After 75 years, Grand Junction’s Central High School will keep the name Warriors, but the school’s mascot — that depicts a Native person — will soon be retired.
The image looks like it was pulled straight out of an old Western film: an Indigenous man with a stern, angular profile, feathers in his long hair. His name is Tawasi.
“And I have absolutely no idea where that came from,” said Principal Lanc Sellden.
When Sellden announced Thursday that the school will be getting a new mascot, he knew it had been a long time coming. Various people in the community had already been demanding the school get rid of the racist image, on and off, for years. Sellden didn’t know the specifics, but said that decades ago people in the Native community asked the school to change how it used the mascot, including ending the practice of having someone dressed as Tawasi appear in public. The school did that, but Sellden said there hasn’t been much contact with the Native community since, which he regrets.
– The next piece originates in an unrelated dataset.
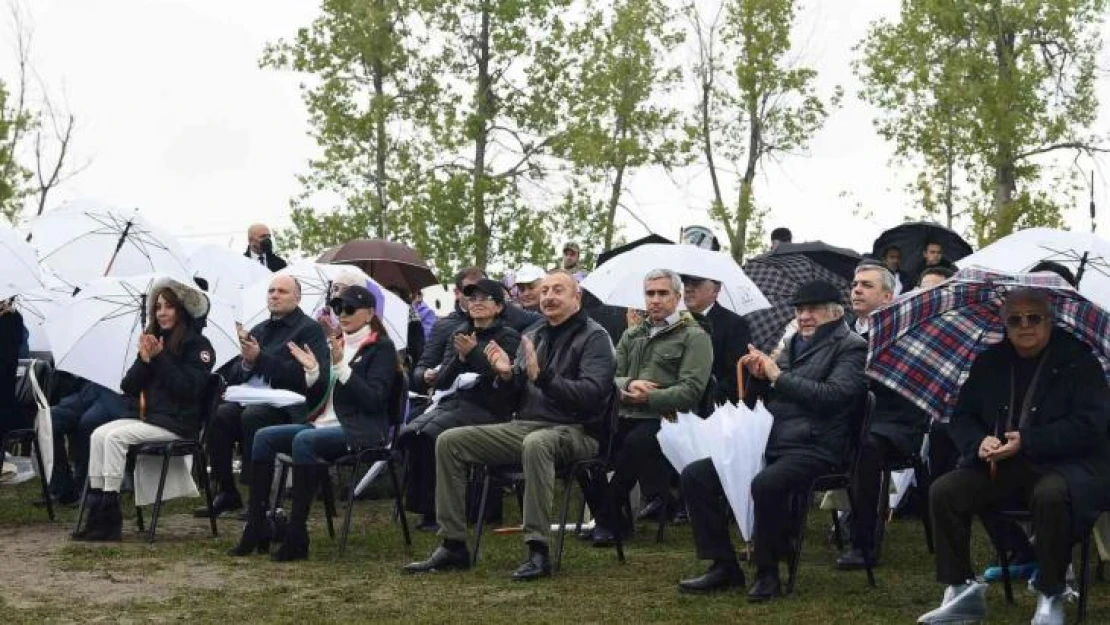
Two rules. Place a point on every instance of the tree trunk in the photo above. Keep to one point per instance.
(484, 114)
He believes the mascot was never meant to be racist, “but as times change and cultures change, that is what is seen now. And so we’re going to change it.”
Students and alumni are divided over the news. Some have told Sellden that he should fight the change, that it goes against the school’s history. Others, he said, have a different message: “It’s about time.”
A bill passed by the Colorado legislature earlier this month levies a $25,000 per month fine on schools that continue to use Native imagery or names. The Colorado Sun recently reported that 24 schools across the state still use this kind of imagery. Gov. Jared Polis on Monday signed the Senate Bill 116 meaning the schools have until June 2022 to comply.
That includes Montrose High School, about an hour from Grand Junction. Montrose’s teams go by the moniker the “Indians;” their mascot symbolized by a Native man in a headdress. A totem pole sits at the school’s football field. School officials there have also talked about starting the process toward finding a new mascot.
For Central High, that journey has already begun, though the specifics of how a new mascot will be chosen have not been decided. For now, Principal Sellden has been asking the community to submit ideas for what the school’s new version of a “Warrior” could be. He’s received all kinds of answers. What about a member of the military? Or a Spartan? Or Viking?
Some have recommended doing away with a human mascot altogether and opting something like a shield or war horse.
“What I love is that some of the ideas that have come out from just opening it up to people have been super interesting and very different,” Sellden said.
Whatever the end result, he knows coming up with a new mascot for the school will be a big undertaking. It’s not just about ordering some new uniforms and rebranding the website. It’s changing signs and billboards, too, not to mention a giant painting splashed across the front of the school, 30 feet in the air.
“It doesn’t happen overnight,” Sellden said. “You know, it takes some time.”